10. The information processing method according to claim 7, further including inferring energy of a protein to be evaluated by acquiring structural information of the protein to be evaluated and inputting structural information of the protein to be evaluated to the model trained by the training processing.
11. The information processing method according to claim 7, further including training a high-dimensional neural network potential (HDNNP) as the model.
12. The information processing method according to claim 7, wherein the energy corresponding to the protein is time-series energy of the protein.
13. An information processing device comprising:
a memory; and
a processor coupled to the memory and configured to:
acquire training data in which structural information of a protein is used as input data and a difference between reference energy specified based on energy corresponding to the protein and the energy is used as correct data; and
train a model for inferring energy of the protein based on the training data.

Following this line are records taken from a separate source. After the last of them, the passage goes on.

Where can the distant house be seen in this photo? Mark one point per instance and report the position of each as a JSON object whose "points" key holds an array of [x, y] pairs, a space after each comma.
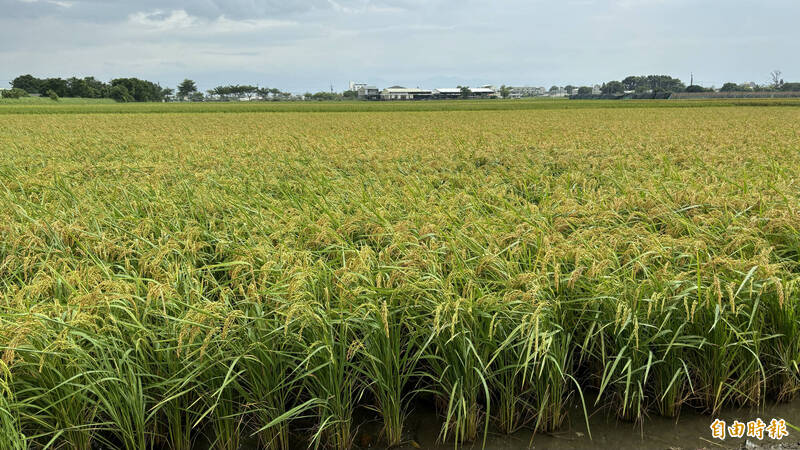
{"points": [[401, 93], [481, 92], [447, 93], [355, 87], [526, 91], [368, 93]]}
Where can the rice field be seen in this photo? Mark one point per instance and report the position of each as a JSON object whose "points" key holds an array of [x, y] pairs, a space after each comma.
{"points": [[180, 278]]}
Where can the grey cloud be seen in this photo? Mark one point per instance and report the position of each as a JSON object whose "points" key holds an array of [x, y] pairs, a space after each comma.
{"points": [[306, 44]]}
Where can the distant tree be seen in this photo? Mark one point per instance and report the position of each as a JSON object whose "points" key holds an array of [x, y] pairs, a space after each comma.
{"points": [[775, 76], [121, 94], [167, 93], [15, 93], [57, 85], [612, 87], [27, 83], [186, 88], [696, 88], [140, 90], [633, 83], [505, 91], [264, 93], [790, 87]]}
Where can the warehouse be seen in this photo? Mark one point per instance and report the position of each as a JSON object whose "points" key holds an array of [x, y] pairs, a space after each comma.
{"points": [[401, 93]]}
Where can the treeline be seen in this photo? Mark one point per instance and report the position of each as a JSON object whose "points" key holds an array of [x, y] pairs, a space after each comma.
{"points": [[238, 91], [119, 89], [663, 86]]}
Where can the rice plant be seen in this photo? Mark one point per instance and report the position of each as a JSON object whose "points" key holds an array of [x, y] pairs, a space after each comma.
{"points": [[273, 271]]}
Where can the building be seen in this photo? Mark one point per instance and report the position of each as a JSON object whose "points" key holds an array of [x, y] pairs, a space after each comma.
{"points": [[401, 93], [452, 93], [368, 93], [356, 86], [526, 91]]}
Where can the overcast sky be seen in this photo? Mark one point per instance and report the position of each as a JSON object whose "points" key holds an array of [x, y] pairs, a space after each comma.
{"points": [[305, 45]]}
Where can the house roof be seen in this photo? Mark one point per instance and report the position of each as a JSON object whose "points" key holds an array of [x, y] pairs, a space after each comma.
{"points": [[405, 91]]}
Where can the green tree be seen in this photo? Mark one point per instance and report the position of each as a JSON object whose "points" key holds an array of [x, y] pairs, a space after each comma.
{"points": [[696, 88], [121, 94], [186, 88], [27, 83], [790, 87]]}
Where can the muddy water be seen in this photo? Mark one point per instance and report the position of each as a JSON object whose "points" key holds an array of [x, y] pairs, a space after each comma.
{"points": [[690, 431]]}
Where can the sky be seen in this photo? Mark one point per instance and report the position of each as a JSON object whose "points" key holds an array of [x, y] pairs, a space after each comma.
{"points": [[309, 45]]}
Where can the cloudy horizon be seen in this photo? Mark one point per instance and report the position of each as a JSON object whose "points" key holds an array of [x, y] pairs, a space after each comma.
{"points": [[309, 45]]}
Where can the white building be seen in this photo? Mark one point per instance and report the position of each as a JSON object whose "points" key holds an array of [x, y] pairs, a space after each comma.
{"points": [[481, 92], [526, 91], [401, 93], [368, 93], [356, 86]]}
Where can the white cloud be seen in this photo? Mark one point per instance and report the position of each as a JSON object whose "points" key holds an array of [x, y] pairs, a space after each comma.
{"points": [[180, 20]]}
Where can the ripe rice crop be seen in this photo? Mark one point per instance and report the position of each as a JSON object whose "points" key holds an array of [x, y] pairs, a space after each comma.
{"points": [[171, 279]]}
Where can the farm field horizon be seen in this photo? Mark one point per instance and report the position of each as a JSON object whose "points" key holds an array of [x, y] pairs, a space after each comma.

14. The information processing device according to claim 13, wherein the correct data of the training data further includes the reference energy, and the processor is further configured to train the model based on the training data in which the reference energy is further included in the correct data.
15. The information processing device according to claim 14, wherein the reference energy is any one type of energy out of minimum energy, maximum energy, or average energy specified based on time-series energy of the protein.
16. The information processing device according to claim 13, wherein the processor is further configured to infer energy of a protein to be evaluated by acquiring structural information of the protein to be evaluated and inputting structural information of the protein to be evaluated to the model trained by the training processing.
17. The information processing device according to claim 13, wherein the processor is further configured to training a high-dimensional neural network potential (HDNNP) as the model.
18. The information processing device according to claim 13, wherein the energy corresponding to the protein is time-series energy of the protein.